Code below is the kernel function calling the tex3D. Actually, it's just the same as the CUDA SDK volumeRender's kernel, that is a implementation of ray-casting.

__global__ void d_render(....)
{
 ......//ray-casting progress

 float temp = tex3D(tex, pos1, pos2, pos3); 
 //pos1 pos2 pos3 is valid
 //Here actually I use a cudaMalloc variable "s" to store the temp
 //In the first version, s has different value for different position
 //In the second version, temp is 0 all the time

......//ray-casting progress
}

I think these code are good because most of them are from the CUDA SDK volumeRender and work well in my first version code.
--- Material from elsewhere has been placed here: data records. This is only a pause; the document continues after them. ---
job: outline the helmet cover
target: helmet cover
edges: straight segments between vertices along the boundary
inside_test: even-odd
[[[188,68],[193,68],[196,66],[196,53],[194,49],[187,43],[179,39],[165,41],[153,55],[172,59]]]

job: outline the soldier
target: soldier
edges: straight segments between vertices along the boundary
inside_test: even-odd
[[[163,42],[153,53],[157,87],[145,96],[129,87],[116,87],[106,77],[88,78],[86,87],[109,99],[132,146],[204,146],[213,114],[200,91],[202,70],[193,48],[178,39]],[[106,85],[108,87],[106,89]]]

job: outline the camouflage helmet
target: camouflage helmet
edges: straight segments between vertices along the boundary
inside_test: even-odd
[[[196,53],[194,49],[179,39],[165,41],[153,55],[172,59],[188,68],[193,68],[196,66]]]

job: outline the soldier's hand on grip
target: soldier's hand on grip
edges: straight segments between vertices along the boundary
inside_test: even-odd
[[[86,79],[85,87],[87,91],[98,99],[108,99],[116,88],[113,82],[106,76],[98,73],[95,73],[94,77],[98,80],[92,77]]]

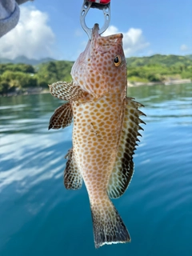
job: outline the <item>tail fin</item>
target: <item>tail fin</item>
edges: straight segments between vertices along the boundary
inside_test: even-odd
[[[129,232],[110,199],[107,206],[91,205],[91,213],[95,248],[105,244],[130,242]]]

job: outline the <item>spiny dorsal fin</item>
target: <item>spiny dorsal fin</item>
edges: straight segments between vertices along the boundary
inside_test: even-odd
[[[107,193],[111,198],[119,198],[126,191],[134,173],[133,154],[135,150],[138,130],[143,130],[139,124],[145,123],[139,118],[145,115],[138,110],[142,104],[131,98],[125,100],[125,114],[120,135],[119,146],[115,163],[110,177]]]
[[[73,110],[70,102],[60,106],[54,110],[50,120],[50,129],[65,128],[71,124],[73,118]]]
[[[64,185],[67,190],[80,189],[82,185],[82,177],[75,162],[73,149],[68,151],[65,158],[68,160],[64,170]]]
[[[65,101],[75,101],[85,98],[88,94],[80,86],[74,86],[73,82],[57,82],[49,85],[50,94]]]

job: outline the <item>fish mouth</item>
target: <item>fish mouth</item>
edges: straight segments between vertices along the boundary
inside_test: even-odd
[[[98,30],[99,25],[98,23],[95,23],[92,29],[92,39],[97,39],[97,38],[99,36]]]
[[[101,37],[103,38],[106,38],[107,40],[111,40],[111,41],[118,41],[118,40],[122,40],[123,38],[123,34],[122,33],[118,34],[114,34],[108,36],[103,36],[102,37],[101,34],[98,34],[99,31],[99,25],[98,23],[95,23],[93,29],[92,29],[92,38],[91,40],[93,42],[95,42],[98,38]]]

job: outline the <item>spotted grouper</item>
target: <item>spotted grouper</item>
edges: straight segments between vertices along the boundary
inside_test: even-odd
[[[58,107],[49,129],[69,126],[74,118],[73,148],[69,150],[64,184],[80,189],[84,181],[90,198],[95,247],[130,241],[110,198],[126,190],[134,171],[133,154],[142,105],[126,97],[126,63],[122,34],[102,37],[98,25],[74,62],[72,82],[50,86],[53,96],[68,102]],[[144,123],[144,122],[143,122]]]

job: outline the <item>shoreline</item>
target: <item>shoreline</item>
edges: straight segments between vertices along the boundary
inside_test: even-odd
[[[142,86],[171,86],[171,85],[178,85],[178,84],[185,84],[185,83],[192,83],[190,79],[172,79],[166,82],[132,82],[127,81],[128,87],[138,87]],[[0,95],[1,97],[13,97],[13,96],[19,96],[19,95],[33,95],[33,94],[49,94],[49,89],[42,89],[41,87],[38,88],[29,88],[25,92],[15,91],[13,93],[9,93],[6,95]]]

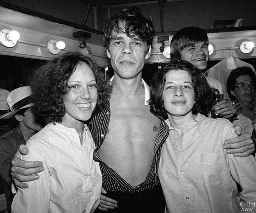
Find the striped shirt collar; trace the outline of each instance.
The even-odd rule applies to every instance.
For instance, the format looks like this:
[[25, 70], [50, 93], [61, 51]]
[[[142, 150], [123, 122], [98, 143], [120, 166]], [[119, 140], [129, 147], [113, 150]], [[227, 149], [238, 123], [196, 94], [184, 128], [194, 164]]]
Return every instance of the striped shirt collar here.
[[[110, 81], [111, 82], [112, 82], [114, 78], [114, 75], [110, 79]], [[142, 78], [142, 84], [144, 86], [144, 92], [145, 94], [144, 104], [146, 105], [149, 105], [149, 101], [150, 99], [149, 87], [143, 78]]]

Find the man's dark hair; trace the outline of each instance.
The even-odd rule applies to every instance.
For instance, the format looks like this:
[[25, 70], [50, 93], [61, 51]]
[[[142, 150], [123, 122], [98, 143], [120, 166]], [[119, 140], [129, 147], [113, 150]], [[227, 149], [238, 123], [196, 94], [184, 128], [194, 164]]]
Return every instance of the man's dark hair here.
[[68, 91], [67, 82], [81, 63], [89, 66], [96, 80], [98, 97], [94, 113], [101, 110], [108, 99], [111, 84], [95, 62], [80, 53], [63, 54], [43, 64], [30, 80], [34, 94], [34, 111], [46, 124], [62, 122], [65, 113], [63, 95]]
[[188, 47], [199, 42], [209, 44], [207, 33], [198, 27], [187, 27], [180, 30], [173, 36], [171, 42], [171, 60], [175, 61], [181, 60], [180, 52]]
[[[120, 22], [124, 24], [125, 32], [120, 27]], [[115, 33], [123, 32], [130, 38], [137, 36], [146, 43], [148, 50], [150, 47], [152, 47], [155, 34], [152, 22], [146, 18], [138, 7], [134, 6], [123, 10], [111, 18], [105, 25], [103, 31], [104, 45], [108, 49]]]
[[256, 85], [256, 76], [252, 69], [248, 66], [239, 67], [230, 72], [227, 80], [227, 91], [229, 98], [232, 100], [235, 100], [236, 98], [230, 93], [230, 91], [235, 89], [236, 83], [236, 78], [241, 75], [248, 75], [252, 78], [255, 85]]
[[150, 111], [159, 117], [166, 118], [167, 114], [162, 99], [166, 74], [171, 70], [180, 70], [186, 71], [191, 76], [195, 102], [192, 113], [195, 115], [198, 113], [207, 115], [212, 104], [213, 90], [204, 75], [192, 64], [184, 61], [168, 64], [155, 73], [150, 84]]

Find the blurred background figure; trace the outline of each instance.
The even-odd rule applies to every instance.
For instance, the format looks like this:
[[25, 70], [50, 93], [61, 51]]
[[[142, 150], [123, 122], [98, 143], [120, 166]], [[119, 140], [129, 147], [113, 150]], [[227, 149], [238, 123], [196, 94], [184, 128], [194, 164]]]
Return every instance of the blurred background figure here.
[[[2, 91], [0, 92], [3, 92]], [[14, 195], [11, 192], [11, 160], [18, 147], [43, 127], [42, 122], [33, 113], [32, 94], [30, 86], [21, 87], [9, 93], [4, 92], [9, 111], [0, 116], [0, 121], [11, 119], [9, 124], [12, 130], [0, 137], [0, 177], [2, 181], [8, 212]], [[1, 99], [3, 98], [1, 96]], [[6, 108], [6, 106], [5, 106]]]
[[227, 90], [230, 99], [239, 102], [242, 108], [231, 121], [244, 131], [251, 133], [254, 129], [254, 101], [256, 76], [249, 67], [239, 67], [232, 70], [227, 81]]

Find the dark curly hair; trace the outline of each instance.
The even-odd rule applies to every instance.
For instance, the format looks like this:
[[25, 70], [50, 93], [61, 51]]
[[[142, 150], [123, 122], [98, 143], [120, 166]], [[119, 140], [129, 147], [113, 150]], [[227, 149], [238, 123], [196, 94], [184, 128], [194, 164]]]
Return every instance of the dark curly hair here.
[[34, 95], [34, 110], [47, 124], [62, 121], [65, 113], [63, 95], [67, 91], [67, 82], [81, 62], [91, 69], [96, 80], [98, 98], [94, 113], [100, 111], [108, 99], [112, 85], [95, 62], [80, 53], [63, 54], [40, 66], [29, 80]]
[[124, 30], [127, 36], [133, 38], [138, 36], [143, 42], [146, 42], [148, 50], [152, 47], [153, 37], [155, 32], [152, 22], [142, 14], [139, 9], [134, 6], [129, 7], [118, 12], [111, 18], [104, 28], [103, 40], [105, 47], [108, 49], [110, 41], [117, 33], [122, 32], [119, 26], [120, 22], [124, 24]]
[[187, 71], [191, 76], [195, 102], [192, 113], [195, 115], [198, 113], [207, 115], [213, 104], [213, 91], [203, 74], [192, 64], [184, 61], [167, 64], [155, 73], [150, 83], [150, 111], [159, 118], [166, 118], [167, 113], [162, 99], [166, 74], [170, 70], [179, 70]]
[[248, 75], [251, 78], [252, 82], [256, 85], [256, 76], [252, 69], [248, 66], [239, 67], [230, 72], [227, 80], [227, 91], [229, 96], [231, 100], [235, 100], [236, 98], [232, 95], [230, 91], [235, 89], [236, 84], [236, 78], [241, 75]]
[[198, 27], [187, 27], [180, 29], [174, 34], [171, 41], [171, 61], [181, 60], [180, 53], [186, 47], [204, 42], [209, 44], [208, 36], [204, 30]]

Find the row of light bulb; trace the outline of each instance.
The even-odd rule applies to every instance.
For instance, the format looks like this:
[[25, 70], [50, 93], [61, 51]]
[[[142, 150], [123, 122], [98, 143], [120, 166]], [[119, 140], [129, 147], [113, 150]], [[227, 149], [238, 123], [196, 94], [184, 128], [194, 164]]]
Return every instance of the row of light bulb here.
[[[0, 31], [0, 42], [6, 47], [12, 48], [14, 47], [20, 38], [20, 33], [16, 30], [11, 31], [7, 29], [4, 29]], [[23, 42], [26, 43], [24, 41]], [[47, 41], [45, 47], [51, 53], [55, 55], [59, 53], [60, 50], [64, 49], [66, 44], [62, 41], [58, 41], [52, 39]]]
[[[249, 53], [251, 52], [252, 49], [254, 48], [254, 43], [252, 42], [245, 41], [241, 43], [239, 47], [240, 50], [243, 53]], [[208, 50], [209, 52], [209, 55], [212, 55], [214, 50], [214, 47], [212, 44], [209, 44], [208, 45]], [[165, 48], [164, 53], [164, 55], [166, 58], [170, 58], [170, 54], [171, 53], [171, 48], [170, 46]]]

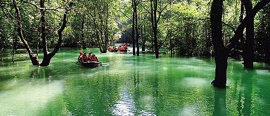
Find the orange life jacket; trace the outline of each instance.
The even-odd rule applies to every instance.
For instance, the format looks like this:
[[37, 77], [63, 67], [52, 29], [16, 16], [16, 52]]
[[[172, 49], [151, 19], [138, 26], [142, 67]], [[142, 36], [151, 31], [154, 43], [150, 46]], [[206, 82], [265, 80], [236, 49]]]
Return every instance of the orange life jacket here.
[[98, 58], [96, 57], [93, 57], [93, 61], [98, 61]]
[[87, 57], [88, 57], [88, 60], [90, 61], [92, 61], [92, 56], [90, 55], [87, 55]]
[[82, 58], [83, 58], [84, 61], [87, 61], [87, 55], [83, 55]]
[[82, 56], [83, 56], [83, 55], [81, 55], [81, 54], [79, 55], [79, 59], [80, 59], [81, 61], [84, 61], [84, 58]]

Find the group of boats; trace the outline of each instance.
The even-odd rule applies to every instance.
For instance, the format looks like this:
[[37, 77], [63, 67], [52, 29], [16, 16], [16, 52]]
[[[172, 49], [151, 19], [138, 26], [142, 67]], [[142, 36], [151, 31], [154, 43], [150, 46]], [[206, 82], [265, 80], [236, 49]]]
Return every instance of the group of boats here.
[[[122, 45], [119, 45], [118, 46], [109, 46], [108, 50], [111, 52], [118, 52], [120, 50], [120, 52], [127, 52], [129, 50], [127, 48], [127, 46], [130, 46], [129, 44], [123, 44]], [[84, 61], [82, 60], [80, 60], [78, 58], [78, 62], [81, 64], [82, 66], [85, 67], [90, 67], [90, 68], [95, 68], [98, 67], [100, 64], [102, 63], [100, 61]]]
[[118, 52], [120, 50], [120, 52], [127, 52], [128, 48], [127, 46], [129, 46], [129, 44], [123, 44], [122, 45], [119, 45], [118, 46], [109, 46], [108, 50], [111, 52]]

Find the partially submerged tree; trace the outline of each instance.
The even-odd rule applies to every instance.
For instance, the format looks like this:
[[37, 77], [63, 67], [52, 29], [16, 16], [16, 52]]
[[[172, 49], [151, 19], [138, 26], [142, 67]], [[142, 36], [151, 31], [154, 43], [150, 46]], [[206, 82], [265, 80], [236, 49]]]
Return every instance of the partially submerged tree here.
[[[211, 84], [216, 87], [225, 88], [226, 83], [226, 70], [228, 66], [228, 54], [235, 47], [242, 37], [244, 28], [250, 23], [257, 12], [270, 2], [270, 0], [262, 0], [250, 10], [244, 20], [238, 26], [234, 36], [227, 46], [224, 45], [222, 32], [222, 19], [223, 0], [214, 0], [210, 12], [212, 37], [213, 41], [215, 60], [216, 64], [215, 77]], [[249, 46], [246, 46], [249, 47]]]
[[[64, 28], [66, 27], [66, 14], [68, 12], [68, 10], [66, 9], [66, 11], [64, 13], [63, 19], [61, 28], [57, 30], [58, 34], [58, 41], [55, 47], [54, 50], [51, 52], [48, 52], [48, 47], [47, 47], [47, 39], [46, 39], [46, 19], [45, 19], [45, 12], [46, 10], [57, 10], [60, 7], [58, 7], [55, 9], [46, 9], [44, 8], [44, 0], [40, 0], [40, 7], [38, 7], [37, 5], [35, 5], [29, 1], [24, 1], [28, 3], [30, 3], [31, 5], [34, 6], [37, 9], [40, 10], [41, 12], [41, 25], [42, 25], [42, 45], [43, 45], [43, 52], [44, 52], [44, 59], [42, 60], [42, 62], [39, 64], [39, 61], [38, 60], [38, 57], [35, 55], [34, 53], [32, 52], [31, 48], [30, 46], [28, 44], [28, 42], [26, 41], [26, 39], [24, 37], [24, 35], [22, 32], [22, 28], [21, 28], [21, 15], [19, 9], [17, 5], [16, 0], [13, 0], [13, 6], [15, 8], [16, 12], [16, 21], [17, 22], [17, 32], [18, 35], [21, 39], [21, 41], [23, 42], [25, 48], [26, 48], [28, 53], [29, 55], [29, 57], [30, 58], [30, 60], [32, 61], [33, 65], [34, 66], [48, 66], [51, 61], [51, 58], [56, 54], [56, 52], [59, 50], [59, 48], [61, 47], [62, 44], [62, 32], [63, 32]], [[71, 7], [72, 3], [69, 4], [69, 7]]]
But I have no idea why in the second version tex3D is suddenly invalid. Maybe some other OpenGL textures has some negative effects?

1

There are 1 answers

0
TonyLic On BEST ANSWER

Actually, the problem is that I do the bind-texture-stuff before choose CUDA device. So, calling the cudaChooseDevice and cudaSetGLDevice first will make things work well!